The demand for affordable housing increases 12% to 15% every year. “The supply is just not there,” Eby said.
Katie Walsh, director of strategic initiatives for the Lancaster City Housing Authority and a Lancaster City Council member, said the workshop was “quite helpful.”
The workshop “provided access to experts who understand supply and demand and helped us access what we need to build or preserve units,” she said.
That is no small task. Walsh said her team has met with county officials and quickly realized they work in separate domains. However, she said, they are working cooperatively to solve this issue.
Both authorities work with qualified people to provide safe, decent, affordable housing, Walsh said.
The city authority, a Quazi-government entity, gets funding from the federal Housing and Urban Development. It runs public housing in two high-rise buildings that total 565 units. It also provides 1,000 vouchers to people living in what Walsh said people know as Section 8 housing.

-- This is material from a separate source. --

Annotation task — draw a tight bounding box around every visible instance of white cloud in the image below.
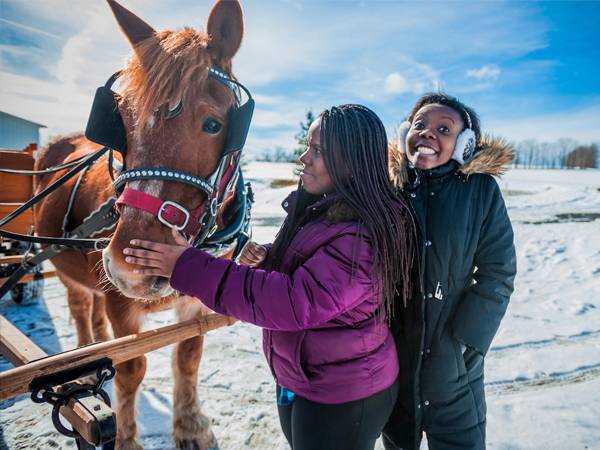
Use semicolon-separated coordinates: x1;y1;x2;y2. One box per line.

The vouchers, she said, are capped by the U.S. Dept. Of Housing and Urban Development. Walsh said one bedroom apartment can be rented for $800 a month. The problem is the market rate is around $1,200.
“That is a disincentive for landlords to accept the vouchers,” she said. “If they can rent for $1,200, why would they accept $800?”
Eby added that even though municipalities work with developers to provide mixed use properties, with the cost of construction prices going up and the desire to make at least a 10% profit, it’s hard to get developers on board.
Walsh said clients are the most vulnerable citizens. “Most are seniors, and the others are disabled and families,” she said.
Eby and Walsh said affordability is based on no more than 30% of income. If it is more, it is considered a cost burden.
“We can only do what we can with the resources we have,” Walsh said. “People end up staying with family and friends or end up on the street.”
Eby agreed. “We have an enormous wait list, and the shelters are already full which is unusual for this time of year.”
Eby said data has shown the county needs 1,150 units per year. He hopes to see 100 units go online this year.
Both agreed increasing the supply of housing would help, but it takes at least 18 months to finance and build new units.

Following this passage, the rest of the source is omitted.